Infatti Dutton, soprattutto in queste prime settimane, si sta invece rappresentando proprio come leader forte e determinato, giocando anch’egli la carta dell’attacco personale parlando del primo ministro in carica, come di un politico debole alla guida di un governo inefficiente. Insomma, quasi sfidando Albanese in una metaforica competizione di arti marziali giapponesi, Dutton, prova a trasformare la forza d’attacco dell’avversario in un vantaggio. Sta provando a trasformare le critiche sul suo passato in punti di forza, sottolineando la sua esperienza, resilienza e capacità decisionale. A garantirgli adeguato slancio propulsivo, in questa prima tornata di quasi-campagna elettorale, anche un neanche troppo celato malcontento popolare verso il governo, in particolar modo sulla gestione dell’economia, con una ormai chiara fatica da parte di Albanese e Chalmers di risolvere i problemi quotidiani degli australiani con un’agenda concreta e ambiziosa.

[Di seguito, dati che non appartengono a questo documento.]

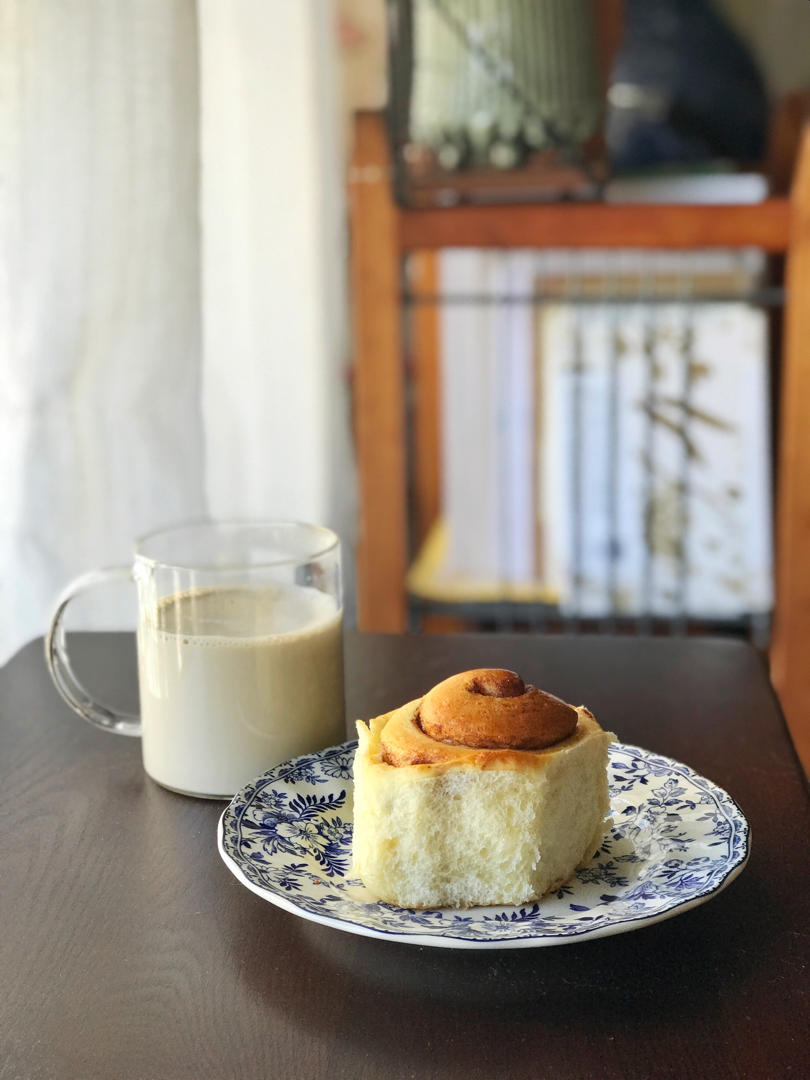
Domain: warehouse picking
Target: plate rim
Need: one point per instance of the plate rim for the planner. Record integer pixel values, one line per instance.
(447, 941)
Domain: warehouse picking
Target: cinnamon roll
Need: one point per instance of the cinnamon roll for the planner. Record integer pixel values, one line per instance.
(485, 791)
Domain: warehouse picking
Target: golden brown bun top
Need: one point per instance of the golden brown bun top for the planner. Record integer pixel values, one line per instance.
(484, 709)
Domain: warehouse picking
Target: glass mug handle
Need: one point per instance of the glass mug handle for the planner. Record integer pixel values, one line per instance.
(58, 662)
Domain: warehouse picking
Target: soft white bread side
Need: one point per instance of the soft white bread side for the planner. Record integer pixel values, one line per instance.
(482, 826)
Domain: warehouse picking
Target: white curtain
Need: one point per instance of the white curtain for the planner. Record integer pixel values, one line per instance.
(171, 280)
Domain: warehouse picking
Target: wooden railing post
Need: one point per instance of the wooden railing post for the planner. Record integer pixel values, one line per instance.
(791, 648)
(378, 382)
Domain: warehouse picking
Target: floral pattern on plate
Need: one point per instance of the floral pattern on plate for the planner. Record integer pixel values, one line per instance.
(674, 841)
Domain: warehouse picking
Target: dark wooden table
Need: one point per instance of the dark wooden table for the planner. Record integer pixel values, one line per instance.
(129, 950)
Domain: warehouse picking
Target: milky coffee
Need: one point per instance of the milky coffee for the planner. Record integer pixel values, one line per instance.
(235, 679)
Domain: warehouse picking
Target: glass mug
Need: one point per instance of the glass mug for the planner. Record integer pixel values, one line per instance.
(240, 651)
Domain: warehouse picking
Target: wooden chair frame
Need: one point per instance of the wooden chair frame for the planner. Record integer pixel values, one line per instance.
(382, 232)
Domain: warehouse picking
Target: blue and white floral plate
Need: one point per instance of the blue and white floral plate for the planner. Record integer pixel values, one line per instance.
(676, 839)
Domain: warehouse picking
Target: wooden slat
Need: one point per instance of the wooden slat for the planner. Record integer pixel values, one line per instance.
(609, 23)
(378, 383)
(764, 225)
(423, 279)
(791, 648)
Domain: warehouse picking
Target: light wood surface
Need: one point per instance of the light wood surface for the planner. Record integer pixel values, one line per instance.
(791, 648)
(378, 383)
(424, 365)
(764, 225)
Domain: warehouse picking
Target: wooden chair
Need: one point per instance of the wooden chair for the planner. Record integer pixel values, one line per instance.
(382, 233)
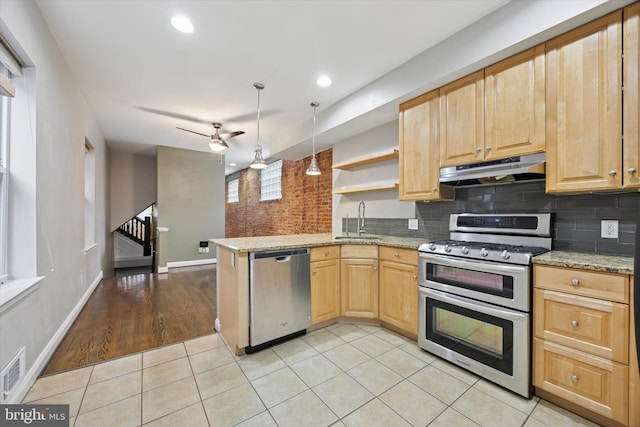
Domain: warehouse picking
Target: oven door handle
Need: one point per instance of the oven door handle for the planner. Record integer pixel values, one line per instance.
(477, 265)
(478, 306)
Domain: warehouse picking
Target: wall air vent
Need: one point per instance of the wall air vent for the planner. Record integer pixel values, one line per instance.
(11, 376)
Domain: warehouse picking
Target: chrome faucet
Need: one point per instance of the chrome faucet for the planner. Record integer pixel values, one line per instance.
(360, 226)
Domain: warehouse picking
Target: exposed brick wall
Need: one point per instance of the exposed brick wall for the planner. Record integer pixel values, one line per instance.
(305, 206)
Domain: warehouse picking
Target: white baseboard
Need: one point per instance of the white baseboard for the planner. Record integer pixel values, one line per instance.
(44, 356)
(175, 264)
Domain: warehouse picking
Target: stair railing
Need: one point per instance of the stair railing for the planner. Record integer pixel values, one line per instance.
(139, 231)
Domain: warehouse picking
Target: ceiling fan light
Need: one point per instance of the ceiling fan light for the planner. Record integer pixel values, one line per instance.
(258, 162)
(313, 167)
(218, 145)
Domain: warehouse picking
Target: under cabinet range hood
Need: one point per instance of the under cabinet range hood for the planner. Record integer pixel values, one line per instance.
(511, 169)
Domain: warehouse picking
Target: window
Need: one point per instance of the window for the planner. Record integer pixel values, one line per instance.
(89, 196)
(232, 191)
(270, 184)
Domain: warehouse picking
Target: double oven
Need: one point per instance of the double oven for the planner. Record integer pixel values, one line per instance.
(475, 295)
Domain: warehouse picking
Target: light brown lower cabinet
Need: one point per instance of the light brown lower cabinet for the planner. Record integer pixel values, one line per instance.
(325, 284)
(359, 281)
(592, 382)
(582, 353)
(399, 288)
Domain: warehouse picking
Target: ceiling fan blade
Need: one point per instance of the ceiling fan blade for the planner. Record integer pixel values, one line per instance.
(252, 116)
(173, 115)
(197, 133)
(229, 135)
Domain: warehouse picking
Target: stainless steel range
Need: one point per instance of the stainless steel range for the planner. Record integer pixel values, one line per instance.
(475, 294)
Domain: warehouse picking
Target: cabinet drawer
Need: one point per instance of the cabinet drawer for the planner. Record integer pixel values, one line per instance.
(359, 251)
(587, 324)
(325, 252)
(405, 256)
(594, 383)
(609, 286)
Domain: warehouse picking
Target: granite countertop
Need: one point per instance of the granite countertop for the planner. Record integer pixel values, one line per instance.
(268, 243)
(587, 261)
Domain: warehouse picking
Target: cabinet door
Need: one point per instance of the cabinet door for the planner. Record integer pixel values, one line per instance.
(419, 155)
(597, 384)
(515, 105)
(359, 288)
(399, 295)
(325, 290)
(631, 83)
(584, 107)
(587, 324)
(462, 121)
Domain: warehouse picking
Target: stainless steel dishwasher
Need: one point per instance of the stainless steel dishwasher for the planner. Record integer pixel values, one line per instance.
(279, 296)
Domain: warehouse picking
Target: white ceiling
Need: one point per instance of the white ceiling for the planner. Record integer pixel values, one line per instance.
(142, 78)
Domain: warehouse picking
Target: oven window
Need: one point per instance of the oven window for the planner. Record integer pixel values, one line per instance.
(484, 338)
(489, 283)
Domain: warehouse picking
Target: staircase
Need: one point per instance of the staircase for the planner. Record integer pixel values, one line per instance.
(139, 231)
(134, 244)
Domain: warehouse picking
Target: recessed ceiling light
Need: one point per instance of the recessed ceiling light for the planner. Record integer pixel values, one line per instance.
(182, 24)
(323, 81)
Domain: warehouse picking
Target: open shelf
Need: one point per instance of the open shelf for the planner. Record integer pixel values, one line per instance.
(376, 158)
(364, 189)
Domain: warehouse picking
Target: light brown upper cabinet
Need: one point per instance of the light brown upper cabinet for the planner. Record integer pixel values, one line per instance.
(419, 155)
(631, 112)
(462, 121)
(584, 108)
(515, 105)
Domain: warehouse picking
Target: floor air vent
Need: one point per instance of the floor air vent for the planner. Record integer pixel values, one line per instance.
(11, 376)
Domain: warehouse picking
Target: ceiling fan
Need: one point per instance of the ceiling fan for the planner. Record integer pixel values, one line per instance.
(217, 144)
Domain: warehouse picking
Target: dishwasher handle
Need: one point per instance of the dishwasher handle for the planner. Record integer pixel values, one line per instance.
(279, 255)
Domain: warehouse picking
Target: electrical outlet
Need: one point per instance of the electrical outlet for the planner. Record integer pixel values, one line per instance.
(609, 229)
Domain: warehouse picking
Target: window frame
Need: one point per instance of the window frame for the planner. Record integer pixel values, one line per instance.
(5, 122)
(271, 182)
(235, 192)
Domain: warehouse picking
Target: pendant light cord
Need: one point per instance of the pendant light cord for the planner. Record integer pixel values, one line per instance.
(313, 140)
(258, 135)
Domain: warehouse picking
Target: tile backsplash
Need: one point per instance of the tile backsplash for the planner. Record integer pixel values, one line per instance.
(575, 219)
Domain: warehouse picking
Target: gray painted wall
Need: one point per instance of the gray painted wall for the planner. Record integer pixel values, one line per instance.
(133, 180)
(63, 121)
(191, 191)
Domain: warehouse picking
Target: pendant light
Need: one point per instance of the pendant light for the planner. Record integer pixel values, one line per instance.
(313, 167)
(258, 162)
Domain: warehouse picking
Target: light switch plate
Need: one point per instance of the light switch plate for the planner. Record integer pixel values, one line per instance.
(609, 229)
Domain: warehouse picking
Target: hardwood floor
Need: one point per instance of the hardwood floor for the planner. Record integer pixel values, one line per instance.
(128, 314)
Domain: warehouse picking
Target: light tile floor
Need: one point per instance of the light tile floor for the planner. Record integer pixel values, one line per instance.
(343, 375)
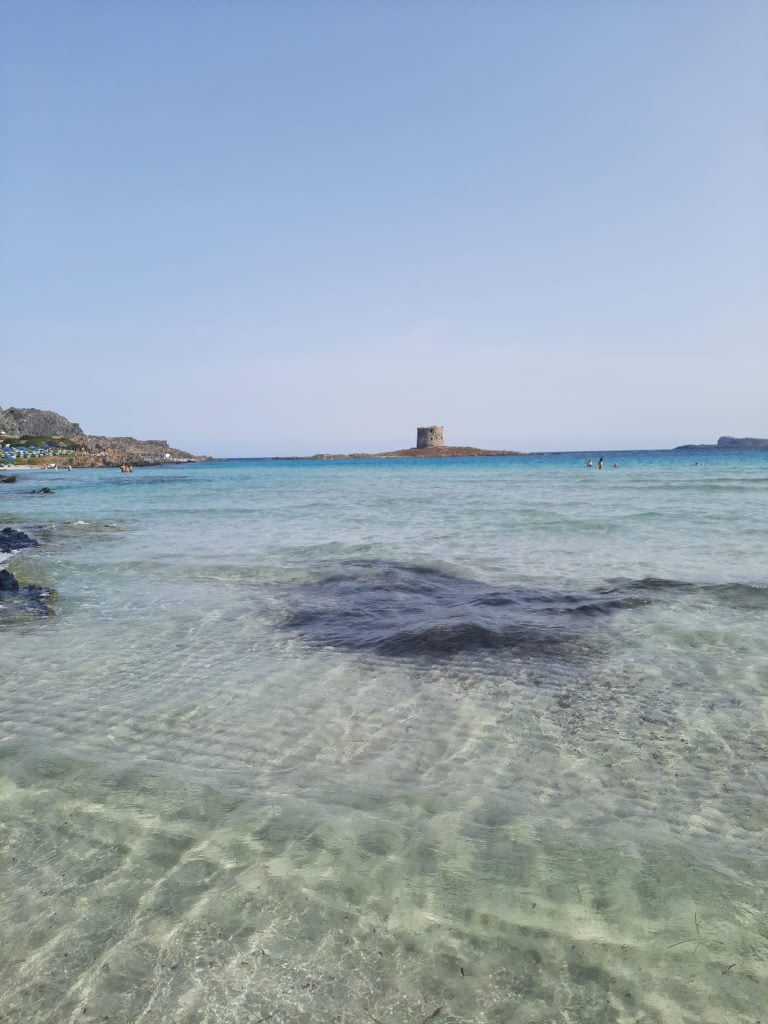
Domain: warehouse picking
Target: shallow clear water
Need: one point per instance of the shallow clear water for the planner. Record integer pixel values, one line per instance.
(484, 739)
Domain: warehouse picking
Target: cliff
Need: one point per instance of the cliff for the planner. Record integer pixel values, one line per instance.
(39, 423)
(92, 450)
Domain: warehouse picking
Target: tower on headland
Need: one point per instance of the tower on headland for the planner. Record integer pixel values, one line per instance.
(429, 437)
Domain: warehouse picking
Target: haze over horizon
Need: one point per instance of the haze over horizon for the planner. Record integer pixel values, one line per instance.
(279, 230)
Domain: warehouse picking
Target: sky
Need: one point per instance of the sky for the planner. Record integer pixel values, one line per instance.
(281, 228)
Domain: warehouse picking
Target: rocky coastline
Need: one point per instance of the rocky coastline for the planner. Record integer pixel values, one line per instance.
(85, 451)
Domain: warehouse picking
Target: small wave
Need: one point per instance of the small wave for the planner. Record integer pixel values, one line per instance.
(409, 610)
(401, 610)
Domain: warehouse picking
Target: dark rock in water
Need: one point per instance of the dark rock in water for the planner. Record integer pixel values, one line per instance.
(409, 610)
(8, 583)
(14, 540)
(19, 601)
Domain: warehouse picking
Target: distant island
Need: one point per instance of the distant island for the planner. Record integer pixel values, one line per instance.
(446, 452)
(727, 443)
(32, 436)
(430, 443)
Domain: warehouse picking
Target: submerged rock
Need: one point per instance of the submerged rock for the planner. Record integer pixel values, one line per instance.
(401, 610)
(17, 600)
(8, 583)
(14, 540)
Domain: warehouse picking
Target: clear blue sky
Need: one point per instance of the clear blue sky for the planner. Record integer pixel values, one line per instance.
(286, 227)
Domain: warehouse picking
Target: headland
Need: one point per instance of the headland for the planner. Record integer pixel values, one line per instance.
(40, 437)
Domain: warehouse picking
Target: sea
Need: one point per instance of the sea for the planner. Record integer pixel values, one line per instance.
(399, 741)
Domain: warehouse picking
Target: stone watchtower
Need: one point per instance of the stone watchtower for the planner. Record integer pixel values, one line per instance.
(429, 437)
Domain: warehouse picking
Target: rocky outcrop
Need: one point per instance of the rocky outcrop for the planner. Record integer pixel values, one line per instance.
(14, 540)
(39, 423)
(750, 442)
(727, 443)
(18, 600)
(449, 452)
(92, 450)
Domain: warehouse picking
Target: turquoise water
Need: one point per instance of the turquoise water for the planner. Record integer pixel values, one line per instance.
(478, 739)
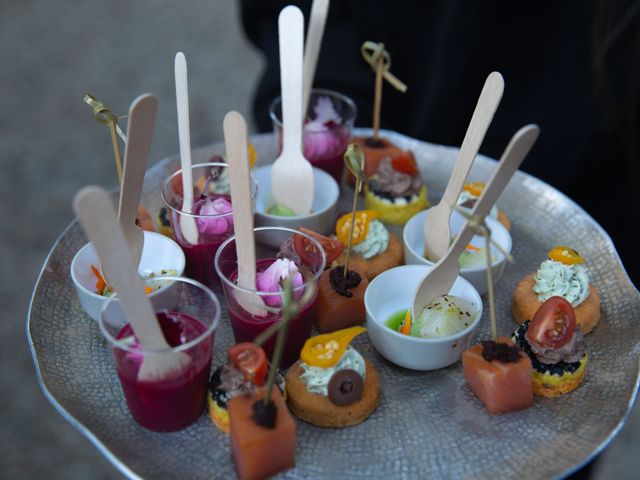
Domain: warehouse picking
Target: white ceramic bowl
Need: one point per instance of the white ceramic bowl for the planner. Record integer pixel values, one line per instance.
(323, 209)
(392, 291)
(159, 252)
(413, 240)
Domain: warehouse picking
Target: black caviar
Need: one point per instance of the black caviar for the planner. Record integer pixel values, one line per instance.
(552, 368)
(343, 285)
(500, 351)
(265, 415)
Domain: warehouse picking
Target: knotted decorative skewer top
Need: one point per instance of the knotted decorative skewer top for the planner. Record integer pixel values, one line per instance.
(380, 61)
(372, 53)
(105, 116)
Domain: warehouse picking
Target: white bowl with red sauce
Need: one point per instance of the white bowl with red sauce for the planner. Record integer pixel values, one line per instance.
(391, 292)
(323, 208)
(413, 240)
(158, 253)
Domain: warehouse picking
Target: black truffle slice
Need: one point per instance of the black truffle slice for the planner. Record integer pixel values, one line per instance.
(345, 387)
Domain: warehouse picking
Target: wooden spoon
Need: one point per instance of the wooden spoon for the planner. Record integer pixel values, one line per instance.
(187, 222)
(292, 174)
(437, 232)
(439, 280)
(98, 219)
(236, 144)
(142, 119)
(315, 31)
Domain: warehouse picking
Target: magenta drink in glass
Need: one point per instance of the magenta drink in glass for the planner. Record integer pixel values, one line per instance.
(327, 129)
(213, 214)
(275, 255)
(188, 313)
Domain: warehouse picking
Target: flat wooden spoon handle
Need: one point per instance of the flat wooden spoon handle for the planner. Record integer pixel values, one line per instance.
(511, 159)
(290, 33)
(315, 31)
(235, 140)
(142, 119)
(98, 219)
(187, 223)
(480, 121)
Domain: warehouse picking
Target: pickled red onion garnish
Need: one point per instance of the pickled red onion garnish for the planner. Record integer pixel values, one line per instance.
(321, 138)
(269, 280)
(214, 225)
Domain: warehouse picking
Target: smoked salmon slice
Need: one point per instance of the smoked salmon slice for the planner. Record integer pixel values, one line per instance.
(335, 311)
(260, 452)
(501, 387)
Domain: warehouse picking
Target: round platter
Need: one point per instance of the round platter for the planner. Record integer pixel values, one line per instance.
(428, 423)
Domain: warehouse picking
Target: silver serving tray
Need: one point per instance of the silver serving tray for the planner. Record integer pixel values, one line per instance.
(428, 423)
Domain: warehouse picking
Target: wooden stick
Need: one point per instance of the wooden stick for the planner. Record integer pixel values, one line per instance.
(377, 103)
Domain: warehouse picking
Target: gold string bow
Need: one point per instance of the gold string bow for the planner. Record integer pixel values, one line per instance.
(104, 116)
(478, 225)
(372, 53)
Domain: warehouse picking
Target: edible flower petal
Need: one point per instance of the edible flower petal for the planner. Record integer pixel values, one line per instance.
(215, 225)
(269, 280)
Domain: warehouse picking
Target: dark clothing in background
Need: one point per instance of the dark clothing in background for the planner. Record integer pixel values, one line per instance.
(443, 50)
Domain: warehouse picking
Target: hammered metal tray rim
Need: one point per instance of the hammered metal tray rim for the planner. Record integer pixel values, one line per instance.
(102, 448)
(123, 468)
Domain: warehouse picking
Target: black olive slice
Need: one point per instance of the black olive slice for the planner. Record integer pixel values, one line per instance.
(345, 387)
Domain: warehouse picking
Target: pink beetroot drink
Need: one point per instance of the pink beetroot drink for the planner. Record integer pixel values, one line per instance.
(212, 212)
(327, 129)
(247, 327)
(213, 229)
(177, 400)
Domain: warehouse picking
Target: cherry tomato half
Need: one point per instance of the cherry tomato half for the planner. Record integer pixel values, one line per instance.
(405, 163)
(565, 255)
(251, 360)
(553, 324)
(307, 251)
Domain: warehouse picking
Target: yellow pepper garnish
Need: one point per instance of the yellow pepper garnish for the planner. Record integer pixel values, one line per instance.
(327, 350)
(565, 255)
(474, 188)
(405, 326)
(361, 229)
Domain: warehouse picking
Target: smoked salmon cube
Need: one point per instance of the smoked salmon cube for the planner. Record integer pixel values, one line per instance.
(260, 452)
(335, 311)
(501, 386)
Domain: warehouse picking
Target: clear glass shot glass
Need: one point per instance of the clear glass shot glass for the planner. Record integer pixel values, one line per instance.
(328, 124)
(213, 214)
(189, 314)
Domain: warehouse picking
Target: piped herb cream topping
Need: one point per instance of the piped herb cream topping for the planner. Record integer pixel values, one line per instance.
(557, 279)
(376, 241)
(317, 378)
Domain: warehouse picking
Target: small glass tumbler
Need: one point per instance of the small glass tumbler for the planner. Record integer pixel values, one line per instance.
(273, 243)
(188, 313)
(212, 212)
(327, 129)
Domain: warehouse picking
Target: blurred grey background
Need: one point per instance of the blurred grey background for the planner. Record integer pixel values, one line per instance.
(51, 54)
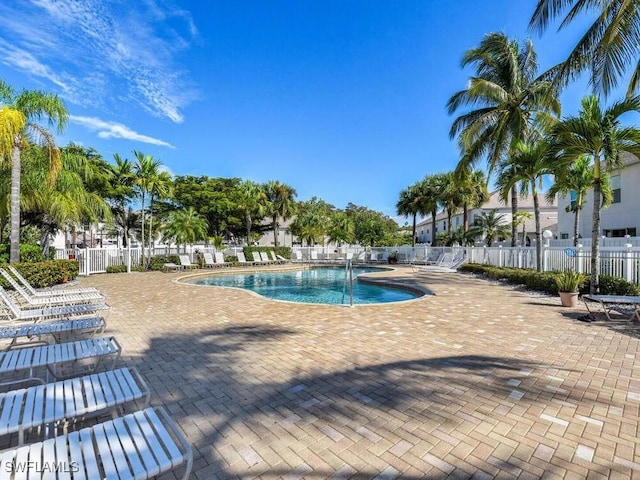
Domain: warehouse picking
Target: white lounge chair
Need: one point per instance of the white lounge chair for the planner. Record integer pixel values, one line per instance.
(220, 262)
(185, 261)
(82, 397)
(276, 258)
(242, 260)
(137, 446)
(13, 311)
(257, 259)
(67, 299)
(88, 353)
(265, 258)
(34, 332)
(209, 261)
(48, 292)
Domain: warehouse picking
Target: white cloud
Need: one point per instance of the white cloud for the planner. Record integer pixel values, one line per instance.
(100, 53)
(115, 130)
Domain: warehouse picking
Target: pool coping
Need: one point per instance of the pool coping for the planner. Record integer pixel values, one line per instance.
(388, 282)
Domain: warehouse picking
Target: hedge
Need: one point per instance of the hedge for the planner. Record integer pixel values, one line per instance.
(545, 281)
(47, 273)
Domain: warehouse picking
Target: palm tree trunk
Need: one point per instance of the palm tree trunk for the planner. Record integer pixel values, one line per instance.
(536, 214)
(514, 211)
(14, 250)
(142, 232)
(275, 232)
(595, 231)
(465, 217)
(433, 229)
(576, 226)
(413, 232)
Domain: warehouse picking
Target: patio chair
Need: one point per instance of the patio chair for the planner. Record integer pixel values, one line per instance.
(220, 262)
(171, 267)
(40, 406)
(265, 258)
(275, 259)
(48, 292)
(138, 446)
(209, 261)
(242, 260)
(185, 261)
(58, 329)
(87, 354)
(15, 312)
(62, 299)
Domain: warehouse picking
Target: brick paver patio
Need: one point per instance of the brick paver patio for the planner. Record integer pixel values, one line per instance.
(477, 381)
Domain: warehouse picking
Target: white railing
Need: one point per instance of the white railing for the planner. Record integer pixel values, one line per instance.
(622, 262)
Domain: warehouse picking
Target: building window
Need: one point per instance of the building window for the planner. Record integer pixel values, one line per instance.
(615, 188)
(620, 232)
(573, 196)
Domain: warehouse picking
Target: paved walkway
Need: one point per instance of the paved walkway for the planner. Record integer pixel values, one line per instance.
(478, 381)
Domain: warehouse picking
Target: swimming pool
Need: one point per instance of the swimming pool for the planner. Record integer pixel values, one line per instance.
(316, 285)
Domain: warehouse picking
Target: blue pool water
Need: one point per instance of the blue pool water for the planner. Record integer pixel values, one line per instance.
(317, 285)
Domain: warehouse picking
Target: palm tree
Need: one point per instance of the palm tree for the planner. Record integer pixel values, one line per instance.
(508, 102)
(282, 204)
(472, 189)
(66, 201)
(609, 48)
(251, 202)
(146, 171)
(526, 168)
(121, 178)
(576, 179)
(432, 187)
(598, 134)
(492, 226)
(185, 227)
(341, 228)
(24, 110)
(412, 203)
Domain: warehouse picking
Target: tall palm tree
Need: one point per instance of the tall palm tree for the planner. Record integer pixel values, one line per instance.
(492, 226)
(506, 101)
(31, 106)
(281, 204)
(597, 133)
(185, 227)
(527, 168)
(576, 179)
(472, 189)
(432, 187)
(608, 49)
(251, 202)
(146, 171)
(412, 203)
(121, 178)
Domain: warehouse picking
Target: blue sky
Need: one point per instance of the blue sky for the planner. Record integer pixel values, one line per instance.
(341, 99)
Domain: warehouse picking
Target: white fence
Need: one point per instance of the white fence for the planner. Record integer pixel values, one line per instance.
(623, 262)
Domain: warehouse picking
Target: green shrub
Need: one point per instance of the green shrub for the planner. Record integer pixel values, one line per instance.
(546, 281)
(48, 273)
(156, 263)
(116, 268)
(28, 253)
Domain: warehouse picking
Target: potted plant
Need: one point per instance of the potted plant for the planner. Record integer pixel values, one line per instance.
(569, 282)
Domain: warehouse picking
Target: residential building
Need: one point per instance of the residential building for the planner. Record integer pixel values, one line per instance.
(620, 218)
(548, 218)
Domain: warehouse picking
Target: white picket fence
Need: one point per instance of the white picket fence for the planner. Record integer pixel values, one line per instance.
(622, 262)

Questa contro-narrazione messa in atto da Dutton e dagli strateghi della Coalizione dimostra il potenziale della personalizzazione quando la si utilizzi in maniera positiva. Nel momento in cui un leader riesce a definire se stesso prima che gli avversari lo facciano, può costruire un’immagine capace di attrarre consensi, specialmente in un periodo di incertezza globale.

Come già detto, però, la personalizzazione può distogliere l’attenzione dai temi politici centrali, trasformando le elezioni in uno spettacolo mediatico piuttosto che in un confronto sulle soluzioni ai problemi del Paese. In un clima di difficoltà economiche, gli elettori potrebbero interpretare gli attacchi personali come un segno di debolezza politica piuttosto che come una strategia efficace.

Il risultato finale dipenderà quindi molto dalla capacità degli elettori di guardare oltre le singole personalità e valutare quale visione di futuro risponda meglio alle loro esigenze e offra soluzioni reali.